How cyberfraudsters fleeced JMMB of $50m

An “organised” band of criminals who stole nearly $50 million from an account at JMMB gained access to sensitive personal data through a cyber scheme, law-enforcement authorities have charged.

“We can confirm that there is an act of fraud that is currently under investigation. Due to the sensitive nature of the investigations, we will not publicly comment on the details.” a JMMB spokesperson told The Gleaner Tuesday evening.

“However, please be advised that appropriate steps have been taken, and additional steps will be taken, to protect our organisation against acts of fraud.”

Sources say it is too early to determine if the accused robbers had inside help.

Forty unauthorised wire transfers amounting to $46 million were made from the account between February 15 and 22 this year, said the Financial Investigations Division (FID), citing a statement made by the account holder.

The account was reportedly emptied over a 10-day period.

The cash was disbursed to accounts operated by more than 30 people mainly from communities in southern St Andrew in amounts ranging from $950,000 to $5 million, FID said in a public statement late on Tuesday.

The mastermind has not yet been identified, according to sources.

“It is not yet known who ultimately got the money. These are persons who allowed their accounts to be used and withdrew the funds and either made use of it or gave it to the mastermind,” said the source.

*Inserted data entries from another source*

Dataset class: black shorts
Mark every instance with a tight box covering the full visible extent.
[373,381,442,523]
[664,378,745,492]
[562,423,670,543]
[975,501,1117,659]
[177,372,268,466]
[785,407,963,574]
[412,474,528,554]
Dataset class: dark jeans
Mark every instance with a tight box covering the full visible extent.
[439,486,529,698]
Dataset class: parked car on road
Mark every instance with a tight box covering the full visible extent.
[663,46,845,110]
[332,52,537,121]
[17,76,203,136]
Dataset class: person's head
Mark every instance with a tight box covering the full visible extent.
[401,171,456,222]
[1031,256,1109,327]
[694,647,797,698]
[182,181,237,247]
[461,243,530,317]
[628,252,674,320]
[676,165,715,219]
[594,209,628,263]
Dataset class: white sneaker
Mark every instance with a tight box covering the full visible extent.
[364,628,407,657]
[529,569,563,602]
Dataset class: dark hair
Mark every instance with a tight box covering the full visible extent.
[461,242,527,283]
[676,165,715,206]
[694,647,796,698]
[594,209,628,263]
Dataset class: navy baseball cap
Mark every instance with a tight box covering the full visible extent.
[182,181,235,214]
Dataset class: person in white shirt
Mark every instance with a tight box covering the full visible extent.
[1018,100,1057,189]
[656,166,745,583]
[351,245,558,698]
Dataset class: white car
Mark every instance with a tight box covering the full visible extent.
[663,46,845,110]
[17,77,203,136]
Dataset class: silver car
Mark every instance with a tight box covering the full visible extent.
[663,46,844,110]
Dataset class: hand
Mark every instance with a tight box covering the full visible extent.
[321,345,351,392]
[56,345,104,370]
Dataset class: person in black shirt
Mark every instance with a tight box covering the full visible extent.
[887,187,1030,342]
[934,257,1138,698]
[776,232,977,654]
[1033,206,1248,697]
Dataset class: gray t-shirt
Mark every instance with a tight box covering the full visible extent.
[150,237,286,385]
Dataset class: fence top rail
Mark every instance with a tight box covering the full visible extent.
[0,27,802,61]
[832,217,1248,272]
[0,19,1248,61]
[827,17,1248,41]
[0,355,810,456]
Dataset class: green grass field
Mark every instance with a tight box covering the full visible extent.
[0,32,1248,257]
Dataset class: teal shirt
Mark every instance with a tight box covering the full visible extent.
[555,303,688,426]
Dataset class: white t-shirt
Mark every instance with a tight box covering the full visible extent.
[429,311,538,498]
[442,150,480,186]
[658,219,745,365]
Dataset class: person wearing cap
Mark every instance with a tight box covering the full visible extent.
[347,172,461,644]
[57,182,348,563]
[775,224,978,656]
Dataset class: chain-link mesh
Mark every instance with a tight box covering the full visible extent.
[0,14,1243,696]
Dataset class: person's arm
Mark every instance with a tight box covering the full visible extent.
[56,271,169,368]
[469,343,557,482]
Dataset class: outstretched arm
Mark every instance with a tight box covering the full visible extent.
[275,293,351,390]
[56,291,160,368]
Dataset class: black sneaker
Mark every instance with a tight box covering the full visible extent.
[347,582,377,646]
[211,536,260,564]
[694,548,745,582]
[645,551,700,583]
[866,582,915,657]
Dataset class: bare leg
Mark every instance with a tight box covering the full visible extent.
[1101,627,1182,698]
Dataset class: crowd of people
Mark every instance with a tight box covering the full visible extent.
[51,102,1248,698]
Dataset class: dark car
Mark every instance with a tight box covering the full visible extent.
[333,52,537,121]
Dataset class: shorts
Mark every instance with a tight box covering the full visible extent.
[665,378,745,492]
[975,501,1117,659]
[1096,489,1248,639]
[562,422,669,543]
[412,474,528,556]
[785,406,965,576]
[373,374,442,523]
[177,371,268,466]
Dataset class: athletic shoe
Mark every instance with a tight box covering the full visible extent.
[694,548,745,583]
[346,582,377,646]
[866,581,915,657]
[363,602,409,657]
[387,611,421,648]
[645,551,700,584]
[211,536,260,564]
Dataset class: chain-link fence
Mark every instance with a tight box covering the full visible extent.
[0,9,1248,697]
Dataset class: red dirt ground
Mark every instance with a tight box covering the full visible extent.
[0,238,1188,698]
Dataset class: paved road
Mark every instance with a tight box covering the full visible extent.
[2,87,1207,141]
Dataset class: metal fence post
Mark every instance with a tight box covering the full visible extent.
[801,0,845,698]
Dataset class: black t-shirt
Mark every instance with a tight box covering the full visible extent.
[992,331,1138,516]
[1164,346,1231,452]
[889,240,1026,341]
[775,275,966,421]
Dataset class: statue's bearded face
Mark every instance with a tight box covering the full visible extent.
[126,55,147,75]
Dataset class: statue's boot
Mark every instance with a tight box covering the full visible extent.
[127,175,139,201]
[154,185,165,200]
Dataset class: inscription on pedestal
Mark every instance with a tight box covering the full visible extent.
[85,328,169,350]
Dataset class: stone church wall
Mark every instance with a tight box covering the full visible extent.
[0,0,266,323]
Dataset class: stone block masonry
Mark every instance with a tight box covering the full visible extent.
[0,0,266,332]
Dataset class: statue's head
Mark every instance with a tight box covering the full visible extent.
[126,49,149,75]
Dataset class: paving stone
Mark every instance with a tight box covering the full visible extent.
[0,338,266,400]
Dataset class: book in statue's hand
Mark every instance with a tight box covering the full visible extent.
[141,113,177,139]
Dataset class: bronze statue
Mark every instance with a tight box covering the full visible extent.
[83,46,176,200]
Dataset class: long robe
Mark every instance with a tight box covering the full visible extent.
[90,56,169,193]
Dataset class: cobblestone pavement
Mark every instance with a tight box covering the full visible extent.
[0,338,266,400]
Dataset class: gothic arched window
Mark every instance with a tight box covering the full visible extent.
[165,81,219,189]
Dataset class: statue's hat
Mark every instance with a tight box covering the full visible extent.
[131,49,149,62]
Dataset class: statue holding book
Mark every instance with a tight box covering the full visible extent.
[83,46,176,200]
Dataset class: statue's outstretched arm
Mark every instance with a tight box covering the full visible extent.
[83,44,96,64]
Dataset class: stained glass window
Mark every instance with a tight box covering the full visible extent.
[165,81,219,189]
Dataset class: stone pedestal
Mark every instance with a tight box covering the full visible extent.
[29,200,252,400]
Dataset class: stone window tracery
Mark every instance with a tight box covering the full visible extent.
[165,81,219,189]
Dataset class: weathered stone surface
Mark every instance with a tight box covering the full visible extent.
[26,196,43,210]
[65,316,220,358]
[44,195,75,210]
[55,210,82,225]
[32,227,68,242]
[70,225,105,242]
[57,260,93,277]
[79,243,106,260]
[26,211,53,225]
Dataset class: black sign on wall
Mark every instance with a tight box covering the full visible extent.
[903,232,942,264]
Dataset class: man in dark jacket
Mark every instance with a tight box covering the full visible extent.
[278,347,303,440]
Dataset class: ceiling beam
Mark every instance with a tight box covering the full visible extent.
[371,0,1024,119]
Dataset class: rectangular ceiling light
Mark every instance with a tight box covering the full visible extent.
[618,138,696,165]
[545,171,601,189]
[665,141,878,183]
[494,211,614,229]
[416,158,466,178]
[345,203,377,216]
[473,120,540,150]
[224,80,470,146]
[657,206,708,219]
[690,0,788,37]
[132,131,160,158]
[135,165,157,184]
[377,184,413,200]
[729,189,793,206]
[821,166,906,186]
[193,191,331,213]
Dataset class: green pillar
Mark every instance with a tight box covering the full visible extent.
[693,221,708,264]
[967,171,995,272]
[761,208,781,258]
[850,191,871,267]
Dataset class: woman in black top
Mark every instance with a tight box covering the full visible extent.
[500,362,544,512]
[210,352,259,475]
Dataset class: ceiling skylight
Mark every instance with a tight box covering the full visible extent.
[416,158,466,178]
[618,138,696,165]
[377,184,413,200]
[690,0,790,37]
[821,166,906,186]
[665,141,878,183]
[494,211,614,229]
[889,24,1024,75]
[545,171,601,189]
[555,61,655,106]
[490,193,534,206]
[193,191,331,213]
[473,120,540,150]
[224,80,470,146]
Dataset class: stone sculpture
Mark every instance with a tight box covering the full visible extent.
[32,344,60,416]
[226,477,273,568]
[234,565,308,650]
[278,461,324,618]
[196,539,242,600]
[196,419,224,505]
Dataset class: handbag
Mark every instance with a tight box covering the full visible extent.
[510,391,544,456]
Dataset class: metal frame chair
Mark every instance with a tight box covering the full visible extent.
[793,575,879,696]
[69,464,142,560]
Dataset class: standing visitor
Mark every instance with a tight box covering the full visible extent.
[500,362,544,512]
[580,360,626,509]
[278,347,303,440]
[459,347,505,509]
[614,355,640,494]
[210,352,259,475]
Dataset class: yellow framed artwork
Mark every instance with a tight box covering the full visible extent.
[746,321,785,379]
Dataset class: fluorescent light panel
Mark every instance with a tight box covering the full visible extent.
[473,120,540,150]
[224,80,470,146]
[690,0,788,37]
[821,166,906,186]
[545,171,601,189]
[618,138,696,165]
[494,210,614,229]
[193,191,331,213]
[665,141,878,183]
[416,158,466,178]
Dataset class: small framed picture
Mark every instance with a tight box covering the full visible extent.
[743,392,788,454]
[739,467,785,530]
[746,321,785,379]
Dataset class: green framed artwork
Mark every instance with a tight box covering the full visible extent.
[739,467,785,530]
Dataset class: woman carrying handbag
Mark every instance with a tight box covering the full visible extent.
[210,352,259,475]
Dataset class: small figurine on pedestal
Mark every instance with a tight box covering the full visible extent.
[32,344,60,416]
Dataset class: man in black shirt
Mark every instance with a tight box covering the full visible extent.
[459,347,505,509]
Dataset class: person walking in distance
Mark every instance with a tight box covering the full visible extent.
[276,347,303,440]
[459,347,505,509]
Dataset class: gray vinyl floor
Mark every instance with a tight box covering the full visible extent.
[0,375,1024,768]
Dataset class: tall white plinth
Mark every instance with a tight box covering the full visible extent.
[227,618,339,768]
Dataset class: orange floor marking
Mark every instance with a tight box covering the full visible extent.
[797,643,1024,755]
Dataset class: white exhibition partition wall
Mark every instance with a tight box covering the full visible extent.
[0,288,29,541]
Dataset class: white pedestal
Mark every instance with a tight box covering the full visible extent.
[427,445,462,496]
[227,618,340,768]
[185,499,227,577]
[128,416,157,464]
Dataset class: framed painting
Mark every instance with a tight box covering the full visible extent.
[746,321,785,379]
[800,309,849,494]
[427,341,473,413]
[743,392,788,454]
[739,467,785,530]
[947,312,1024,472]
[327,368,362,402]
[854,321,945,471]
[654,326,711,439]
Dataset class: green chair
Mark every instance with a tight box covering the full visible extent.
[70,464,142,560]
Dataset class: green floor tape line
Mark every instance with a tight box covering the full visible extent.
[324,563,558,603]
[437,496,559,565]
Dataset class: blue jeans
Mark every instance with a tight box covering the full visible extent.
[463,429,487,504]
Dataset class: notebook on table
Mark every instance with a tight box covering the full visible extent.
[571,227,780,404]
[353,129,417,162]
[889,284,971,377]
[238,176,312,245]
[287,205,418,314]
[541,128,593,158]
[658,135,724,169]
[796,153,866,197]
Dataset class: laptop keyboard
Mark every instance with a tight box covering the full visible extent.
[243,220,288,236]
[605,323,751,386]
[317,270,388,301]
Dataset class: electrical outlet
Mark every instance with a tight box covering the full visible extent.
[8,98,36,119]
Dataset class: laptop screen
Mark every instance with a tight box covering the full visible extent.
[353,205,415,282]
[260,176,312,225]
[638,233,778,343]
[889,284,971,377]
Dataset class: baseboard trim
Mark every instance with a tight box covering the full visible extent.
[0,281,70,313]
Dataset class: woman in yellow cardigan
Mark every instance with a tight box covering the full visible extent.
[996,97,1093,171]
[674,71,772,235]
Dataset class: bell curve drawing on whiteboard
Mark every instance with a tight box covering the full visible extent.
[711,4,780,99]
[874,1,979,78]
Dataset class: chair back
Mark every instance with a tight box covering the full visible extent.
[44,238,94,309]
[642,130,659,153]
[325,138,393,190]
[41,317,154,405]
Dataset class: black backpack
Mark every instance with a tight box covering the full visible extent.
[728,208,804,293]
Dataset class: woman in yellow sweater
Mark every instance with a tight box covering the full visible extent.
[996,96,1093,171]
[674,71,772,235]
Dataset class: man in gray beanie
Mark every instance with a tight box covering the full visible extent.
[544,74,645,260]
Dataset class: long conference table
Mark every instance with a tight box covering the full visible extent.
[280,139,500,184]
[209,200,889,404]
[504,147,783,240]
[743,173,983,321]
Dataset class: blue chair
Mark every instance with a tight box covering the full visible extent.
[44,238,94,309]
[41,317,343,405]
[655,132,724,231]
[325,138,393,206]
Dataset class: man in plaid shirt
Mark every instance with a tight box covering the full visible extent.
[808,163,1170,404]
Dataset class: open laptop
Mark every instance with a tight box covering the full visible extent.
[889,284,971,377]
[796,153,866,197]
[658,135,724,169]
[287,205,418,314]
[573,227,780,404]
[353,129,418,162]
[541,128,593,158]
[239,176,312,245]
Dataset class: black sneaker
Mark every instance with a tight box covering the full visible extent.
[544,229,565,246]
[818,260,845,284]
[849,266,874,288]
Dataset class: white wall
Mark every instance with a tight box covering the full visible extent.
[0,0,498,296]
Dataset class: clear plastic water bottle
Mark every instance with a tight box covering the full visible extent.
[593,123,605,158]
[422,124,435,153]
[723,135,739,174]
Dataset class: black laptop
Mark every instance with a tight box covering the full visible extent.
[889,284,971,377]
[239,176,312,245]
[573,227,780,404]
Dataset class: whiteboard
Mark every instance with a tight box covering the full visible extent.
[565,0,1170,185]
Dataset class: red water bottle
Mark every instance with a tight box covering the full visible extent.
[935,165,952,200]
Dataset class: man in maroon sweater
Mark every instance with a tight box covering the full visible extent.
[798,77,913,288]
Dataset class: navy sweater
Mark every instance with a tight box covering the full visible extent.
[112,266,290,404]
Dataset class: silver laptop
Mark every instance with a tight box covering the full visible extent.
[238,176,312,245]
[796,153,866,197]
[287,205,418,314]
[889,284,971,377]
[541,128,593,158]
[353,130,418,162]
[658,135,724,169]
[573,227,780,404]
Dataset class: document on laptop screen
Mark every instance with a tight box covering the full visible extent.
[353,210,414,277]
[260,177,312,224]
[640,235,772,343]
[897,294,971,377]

Five men who allegedly received cash transfers were apprehended on Tuesday in a series of coordinated operations by the FID and the police Counter-Terrorism and Organised Crime division.

Among those arrested is a 21-year-old BPO employee who the FID said is being held on reasonable suspicion of breaches of the so-called lottery scam law.

The agency claims that he was “providing shelter and privileged client information” to one of his co-accused.

The others are two unemployed men, ages 22 and 23, both of Penwood Crescent addresses; a 25-year-old man who is employed as a warehouse supervisor and resides on Waltham Avenue; and two unemployed women, aged 48 and 28, both of Caladium Crescent.

Their names are being withheld pending charges, which could come after a question-and-answer session with investigators set for today.

Since the outbreak of the deadly coronavirus disease, Jamaican financial institutions, like their counterparts globally, have seen an increase in cyberattacks, both against customers and individual entities, said Septimus ‘Bob’ Blake, president of the Jamaica Bankers Association.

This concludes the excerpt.